A potential merger between US Airways and United has its advocates and detractors. One thing it doesn’t have is much hope for improving operations. That’s because the regulations and systems that underpin the industry remain unchanged.
Antitrust rules still prevent all other carriers, including foreign ones, from coordinating their routes and schedules. This is necessary to reduce industry duplication and costs, while preventing fare wars that bleed cash, trying to get rid of excess inventory.
Second, labor laws still can’t avert a strike. Mandatory binding arbitration may be a better way to settle disputes without disrupting operations, which can cripple and in some cases ruin a carrier.

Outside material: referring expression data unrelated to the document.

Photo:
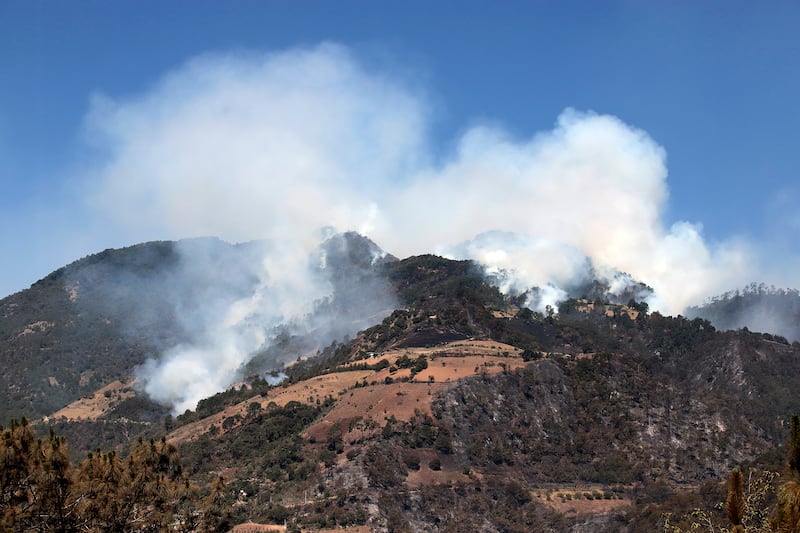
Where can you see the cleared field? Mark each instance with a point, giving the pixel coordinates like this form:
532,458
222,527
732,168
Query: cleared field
98,404
387,393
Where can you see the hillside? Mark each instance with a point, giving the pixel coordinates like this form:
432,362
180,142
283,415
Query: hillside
457,411
757,307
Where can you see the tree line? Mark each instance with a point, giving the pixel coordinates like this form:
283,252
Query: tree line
41,490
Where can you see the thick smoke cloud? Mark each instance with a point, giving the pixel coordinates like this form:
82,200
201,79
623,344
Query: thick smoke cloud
277,146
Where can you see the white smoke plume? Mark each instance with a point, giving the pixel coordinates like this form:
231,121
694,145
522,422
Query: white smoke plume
276,146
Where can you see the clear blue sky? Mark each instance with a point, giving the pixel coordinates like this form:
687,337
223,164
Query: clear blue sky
715,83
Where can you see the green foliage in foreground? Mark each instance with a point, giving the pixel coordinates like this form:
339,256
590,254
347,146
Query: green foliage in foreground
41,490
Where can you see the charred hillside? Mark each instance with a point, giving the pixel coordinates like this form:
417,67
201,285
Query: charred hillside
460,413
458,410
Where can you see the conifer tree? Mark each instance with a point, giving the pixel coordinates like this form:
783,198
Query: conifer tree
735,503
788,515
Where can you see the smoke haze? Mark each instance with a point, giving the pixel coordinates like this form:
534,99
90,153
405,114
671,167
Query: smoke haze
277,146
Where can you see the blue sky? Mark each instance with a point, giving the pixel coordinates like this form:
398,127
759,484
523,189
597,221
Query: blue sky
715,84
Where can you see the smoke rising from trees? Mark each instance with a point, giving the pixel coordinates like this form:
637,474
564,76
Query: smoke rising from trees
276,146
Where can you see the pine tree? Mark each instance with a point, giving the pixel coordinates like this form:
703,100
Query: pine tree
735,503
788,515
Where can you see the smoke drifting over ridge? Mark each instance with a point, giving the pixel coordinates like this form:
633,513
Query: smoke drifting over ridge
276,146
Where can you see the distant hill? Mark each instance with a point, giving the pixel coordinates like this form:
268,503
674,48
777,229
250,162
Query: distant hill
756,307
454,409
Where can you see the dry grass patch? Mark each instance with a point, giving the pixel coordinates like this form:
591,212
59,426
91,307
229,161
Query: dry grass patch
99,403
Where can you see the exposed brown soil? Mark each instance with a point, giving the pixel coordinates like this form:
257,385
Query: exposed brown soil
401,398
99,403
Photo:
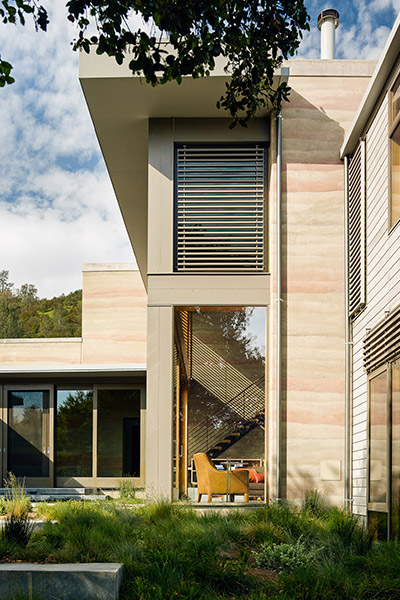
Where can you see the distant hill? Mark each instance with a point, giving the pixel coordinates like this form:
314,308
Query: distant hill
24,315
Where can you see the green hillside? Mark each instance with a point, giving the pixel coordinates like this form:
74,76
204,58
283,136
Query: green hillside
24,315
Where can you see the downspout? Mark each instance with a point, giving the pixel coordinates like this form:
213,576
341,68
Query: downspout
278,302
348,343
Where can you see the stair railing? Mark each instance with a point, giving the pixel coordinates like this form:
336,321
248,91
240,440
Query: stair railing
244,406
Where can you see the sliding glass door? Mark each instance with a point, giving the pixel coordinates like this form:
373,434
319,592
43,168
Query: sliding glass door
28,449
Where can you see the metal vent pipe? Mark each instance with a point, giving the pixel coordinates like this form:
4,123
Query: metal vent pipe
328,21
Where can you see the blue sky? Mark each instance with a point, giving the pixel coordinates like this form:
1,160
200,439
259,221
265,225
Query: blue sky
57,206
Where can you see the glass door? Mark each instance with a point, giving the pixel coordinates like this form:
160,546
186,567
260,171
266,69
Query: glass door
28,441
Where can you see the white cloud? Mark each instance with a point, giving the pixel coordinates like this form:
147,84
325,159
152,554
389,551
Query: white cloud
57,206
363,28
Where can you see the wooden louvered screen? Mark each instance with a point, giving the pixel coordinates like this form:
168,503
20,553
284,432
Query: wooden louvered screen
356,233
219,208
382,343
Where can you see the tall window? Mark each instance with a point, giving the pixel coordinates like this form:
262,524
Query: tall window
378,433
219,208
394,136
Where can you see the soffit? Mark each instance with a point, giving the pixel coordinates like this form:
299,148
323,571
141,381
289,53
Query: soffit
120,106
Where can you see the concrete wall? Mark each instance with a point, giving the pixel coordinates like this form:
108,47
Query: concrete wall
382,280
113,325
113,315
323,101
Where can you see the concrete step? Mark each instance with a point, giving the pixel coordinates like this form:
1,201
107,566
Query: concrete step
64,582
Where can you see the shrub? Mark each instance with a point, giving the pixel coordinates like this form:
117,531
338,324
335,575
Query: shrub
17,528
127,491
17,503
289,557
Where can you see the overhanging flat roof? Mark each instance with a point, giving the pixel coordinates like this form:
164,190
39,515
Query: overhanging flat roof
120,106
378,80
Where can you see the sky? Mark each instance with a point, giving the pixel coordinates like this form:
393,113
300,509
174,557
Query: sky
57,206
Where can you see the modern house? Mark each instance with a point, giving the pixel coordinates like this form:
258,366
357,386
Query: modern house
73,409
260,350
371,152
239,236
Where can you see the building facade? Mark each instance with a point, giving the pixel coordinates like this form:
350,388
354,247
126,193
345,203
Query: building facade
371,155
73,409
239,237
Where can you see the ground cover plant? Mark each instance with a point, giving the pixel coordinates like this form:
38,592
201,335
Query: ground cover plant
174,551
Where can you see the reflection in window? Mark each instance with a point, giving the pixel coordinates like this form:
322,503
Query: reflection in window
74,433
378,439
224,350
118,442
28,443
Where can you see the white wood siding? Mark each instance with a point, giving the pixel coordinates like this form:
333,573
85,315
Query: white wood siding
383,289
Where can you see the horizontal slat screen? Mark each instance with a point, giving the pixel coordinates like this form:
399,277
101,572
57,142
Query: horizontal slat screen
382,343
356,221
219,208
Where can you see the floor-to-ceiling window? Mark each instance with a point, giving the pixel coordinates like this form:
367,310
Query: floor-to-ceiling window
221,357
118,433
74,432
71,435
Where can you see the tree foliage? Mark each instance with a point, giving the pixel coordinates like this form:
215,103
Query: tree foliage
251,36
15,11
24,315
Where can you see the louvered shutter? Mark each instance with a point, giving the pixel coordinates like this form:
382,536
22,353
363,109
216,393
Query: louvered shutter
382,343
219,208
356,233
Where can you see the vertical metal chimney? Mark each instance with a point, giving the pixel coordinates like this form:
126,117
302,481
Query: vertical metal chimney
328,20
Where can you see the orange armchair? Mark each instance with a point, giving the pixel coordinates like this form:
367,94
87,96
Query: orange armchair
212,481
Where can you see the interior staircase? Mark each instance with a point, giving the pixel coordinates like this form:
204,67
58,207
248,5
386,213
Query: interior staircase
230,422
242,401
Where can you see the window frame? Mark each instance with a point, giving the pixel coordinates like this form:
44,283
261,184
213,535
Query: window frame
220,144
393,125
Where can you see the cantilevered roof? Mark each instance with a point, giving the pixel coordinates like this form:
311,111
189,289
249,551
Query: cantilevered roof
378,80
120,106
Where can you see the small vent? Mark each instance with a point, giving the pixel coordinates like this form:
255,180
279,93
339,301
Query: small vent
382,343
219,207
356,221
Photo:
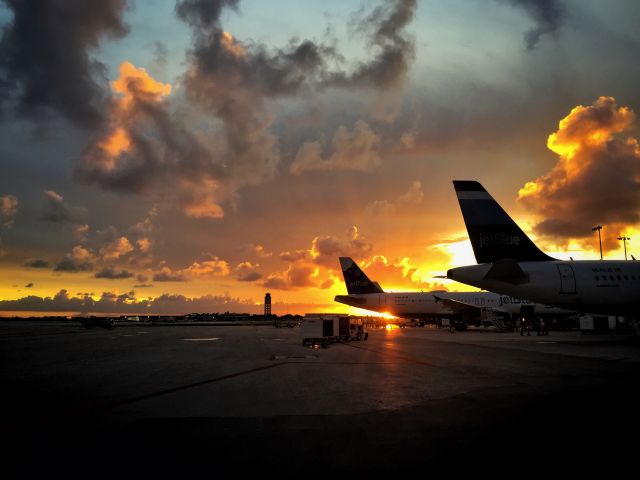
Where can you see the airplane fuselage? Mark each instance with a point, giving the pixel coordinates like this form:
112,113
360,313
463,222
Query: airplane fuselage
426,304
610,287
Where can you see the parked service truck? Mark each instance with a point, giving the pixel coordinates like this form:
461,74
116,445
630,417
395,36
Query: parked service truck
323,329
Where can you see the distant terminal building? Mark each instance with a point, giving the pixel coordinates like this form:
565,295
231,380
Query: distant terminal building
267,305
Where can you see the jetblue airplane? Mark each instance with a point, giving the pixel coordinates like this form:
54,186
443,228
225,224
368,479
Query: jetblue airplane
366,294
510,263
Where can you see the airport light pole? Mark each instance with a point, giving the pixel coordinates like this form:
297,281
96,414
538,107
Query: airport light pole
624,242
599,227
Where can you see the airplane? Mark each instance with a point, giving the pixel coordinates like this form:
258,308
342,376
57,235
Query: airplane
510,263
366,294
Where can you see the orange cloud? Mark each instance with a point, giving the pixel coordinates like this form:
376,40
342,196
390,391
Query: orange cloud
228,43
116,249
213,266
596,179
411,197
397,274
355,150
135,83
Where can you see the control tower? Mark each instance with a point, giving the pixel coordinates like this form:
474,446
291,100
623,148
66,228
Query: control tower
267,305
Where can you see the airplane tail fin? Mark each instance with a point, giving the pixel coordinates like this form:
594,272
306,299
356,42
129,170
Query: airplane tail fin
355,279
494,235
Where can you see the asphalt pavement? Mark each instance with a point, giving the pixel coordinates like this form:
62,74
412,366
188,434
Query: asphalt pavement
235,400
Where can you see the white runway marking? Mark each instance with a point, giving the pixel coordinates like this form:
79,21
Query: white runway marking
210,339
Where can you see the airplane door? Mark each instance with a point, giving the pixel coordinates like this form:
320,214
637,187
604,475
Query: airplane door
567,278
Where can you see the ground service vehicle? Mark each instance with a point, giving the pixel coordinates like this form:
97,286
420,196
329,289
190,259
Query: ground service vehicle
323,329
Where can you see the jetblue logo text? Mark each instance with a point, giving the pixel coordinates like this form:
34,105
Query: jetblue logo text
498,239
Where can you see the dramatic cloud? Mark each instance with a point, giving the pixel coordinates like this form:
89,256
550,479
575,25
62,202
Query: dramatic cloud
35,263
116,249
596,179
210,266
56,210
247,272
304,268
167,275
298,275
547,14
355,150
393,47
79,260
326,250
128,303
45,65
397,274
8,209
413,196
112,274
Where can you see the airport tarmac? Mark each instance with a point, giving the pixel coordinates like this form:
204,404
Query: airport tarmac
251,399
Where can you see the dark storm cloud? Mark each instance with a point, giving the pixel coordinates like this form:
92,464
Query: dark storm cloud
45,64
394,48
203,13
35,263
596,179
145,145
160,53
59,211
547,14
109,303
8,209
111,274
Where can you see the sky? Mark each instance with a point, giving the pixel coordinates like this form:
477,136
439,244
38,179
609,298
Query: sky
170,157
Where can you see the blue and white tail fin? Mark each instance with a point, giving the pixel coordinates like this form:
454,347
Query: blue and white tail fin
355,279
494,235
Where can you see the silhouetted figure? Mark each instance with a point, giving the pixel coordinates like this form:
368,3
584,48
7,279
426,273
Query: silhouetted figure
524,326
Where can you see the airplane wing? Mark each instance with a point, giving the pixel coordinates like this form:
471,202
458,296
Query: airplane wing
459,306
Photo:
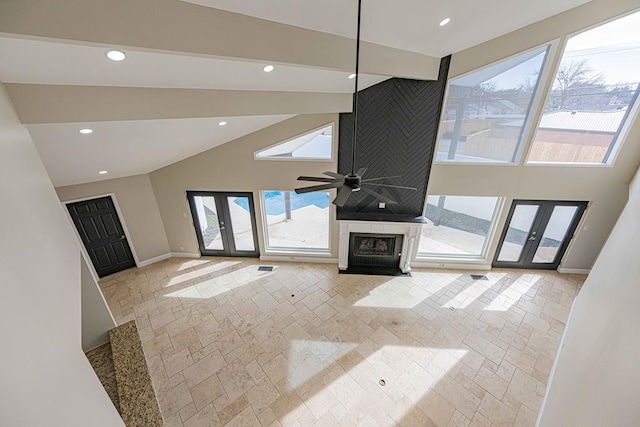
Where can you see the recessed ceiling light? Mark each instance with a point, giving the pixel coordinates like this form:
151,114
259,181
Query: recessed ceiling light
115,55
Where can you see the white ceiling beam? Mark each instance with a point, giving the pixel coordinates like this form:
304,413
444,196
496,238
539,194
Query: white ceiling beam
172,26
69,104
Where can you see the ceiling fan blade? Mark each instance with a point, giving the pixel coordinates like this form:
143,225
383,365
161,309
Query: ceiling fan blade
390,186
382,177
343,195
379,196
315,178
333,174
318,187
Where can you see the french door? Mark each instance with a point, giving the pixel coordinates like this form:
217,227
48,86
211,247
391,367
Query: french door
537,233
225,223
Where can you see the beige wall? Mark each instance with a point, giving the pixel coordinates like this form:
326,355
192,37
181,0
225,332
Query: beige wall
596,380
96,317
605,187
137,203
231,167
46,380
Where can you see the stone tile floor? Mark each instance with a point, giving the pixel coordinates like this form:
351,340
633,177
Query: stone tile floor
228,345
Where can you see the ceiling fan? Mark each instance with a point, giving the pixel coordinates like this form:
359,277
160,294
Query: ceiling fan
352,182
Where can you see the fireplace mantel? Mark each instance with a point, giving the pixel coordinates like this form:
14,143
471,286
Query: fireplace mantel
409,230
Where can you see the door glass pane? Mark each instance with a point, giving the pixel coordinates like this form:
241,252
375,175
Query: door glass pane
208,222
555,233
240,212
518,232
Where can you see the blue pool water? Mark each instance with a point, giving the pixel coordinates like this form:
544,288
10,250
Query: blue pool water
274,201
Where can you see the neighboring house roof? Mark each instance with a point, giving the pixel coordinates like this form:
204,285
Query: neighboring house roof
584,121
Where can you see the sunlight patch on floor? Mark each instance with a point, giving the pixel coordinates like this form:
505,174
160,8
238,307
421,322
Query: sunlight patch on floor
329,374
401,292
474,291
219,285
513,293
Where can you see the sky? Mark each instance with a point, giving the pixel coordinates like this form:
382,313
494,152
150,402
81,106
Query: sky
611,49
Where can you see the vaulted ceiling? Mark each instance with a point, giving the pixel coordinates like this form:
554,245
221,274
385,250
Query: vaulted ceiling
191,65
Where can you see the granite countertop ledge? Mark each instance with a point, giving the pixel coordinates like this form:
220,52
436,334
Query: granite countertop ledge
138,401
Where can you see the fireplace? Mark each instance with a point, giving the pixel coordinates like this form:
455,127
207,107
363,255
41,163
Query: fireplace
374,250
377,244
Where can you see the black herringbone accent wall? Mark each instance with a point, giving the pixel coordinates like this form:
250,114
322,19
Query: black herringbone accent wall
397,128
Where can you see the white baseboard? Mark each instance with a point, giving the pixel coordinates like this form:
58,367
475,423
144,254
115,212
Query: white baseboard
574,270
154,260
291,258
461,266
185,254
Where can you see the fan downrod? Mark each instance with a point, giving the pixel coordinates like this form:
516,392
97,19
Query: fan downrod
352,180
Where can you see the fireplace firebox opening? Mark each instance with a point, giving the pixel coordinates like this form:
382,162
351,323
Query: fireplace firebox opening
375,250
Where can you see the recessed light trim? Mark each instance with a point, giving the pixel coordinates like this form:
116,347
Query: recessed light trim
115,55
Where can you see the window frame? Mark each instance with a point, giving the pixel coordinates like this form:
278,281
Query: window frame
484,253
274,250
533,108
621,134
302,159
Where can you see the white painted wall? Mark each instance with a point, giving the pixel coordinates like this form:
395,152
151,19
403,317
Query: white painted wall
96,317
45,379
596,381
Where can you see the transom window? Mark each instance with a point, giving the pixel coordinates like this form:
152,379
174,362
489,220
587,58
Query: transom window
486,110
314,145
592,95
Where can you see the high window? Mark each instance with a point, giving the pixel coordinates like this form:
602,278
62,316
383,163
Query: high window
486,111
592,95
296,222
458,226
314,145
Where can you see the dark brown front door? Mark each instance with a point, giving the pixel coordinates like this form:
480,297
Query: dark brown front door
102,235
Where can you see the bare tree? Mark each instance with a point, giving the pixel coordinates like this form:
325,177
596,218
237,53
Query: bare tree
575,78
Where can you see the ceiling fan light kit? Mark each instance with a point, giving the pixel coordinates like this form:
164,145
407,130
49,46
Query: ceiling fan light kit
352,182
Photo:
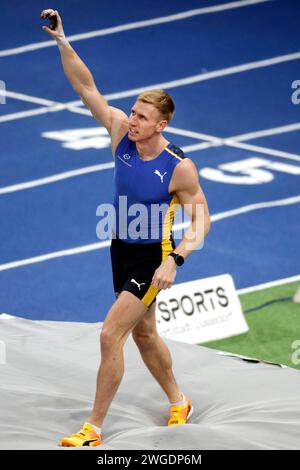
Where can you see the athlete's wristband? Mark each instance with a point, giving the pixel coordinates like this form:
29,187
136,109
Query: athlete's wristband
179,260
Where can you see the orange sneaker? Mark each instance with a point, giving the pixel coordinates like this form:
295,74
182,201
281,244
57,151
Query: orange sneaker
180,414
87,436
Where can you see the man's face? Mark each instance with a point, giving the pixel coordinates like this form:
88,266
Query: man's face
144,121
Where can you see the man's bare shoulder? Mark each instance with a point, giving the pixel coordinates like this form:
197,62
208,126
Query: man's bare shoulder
119,126
185,174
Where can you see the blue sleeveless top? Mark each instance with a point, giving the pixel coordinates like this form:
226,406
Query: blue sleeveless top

Third, all airlines are still faced with an old, inefficient air traffic control system. Congress has yet to release the funds to upgrade it. New satellite-based methods will speed up departures and arrivals and allow more fuel-efficient direct routes. Even then, it is a decade or more from completion.
Fourth, from a passenger perspective, airplanes will still be cramped and uncomfortable. Fundamental aircraft design dates from the 1950s. This won’t change until accounting and tax rules support aviation R&D.
Lastly, jet fuel will still cost the same: a lot. Alternative fuels are being developed by the US Air Force. Airlines will need to formally join the effort.
Mergers won’t create improvements without a comprehensive change in aviation policy. Absent that, airlines may find themselves in a continued battle for survival, while passengers are hijacked by the false promises of mere corporate transactions.
Matt Andersson, President, Indigo Aerospace, Chicago, Ill.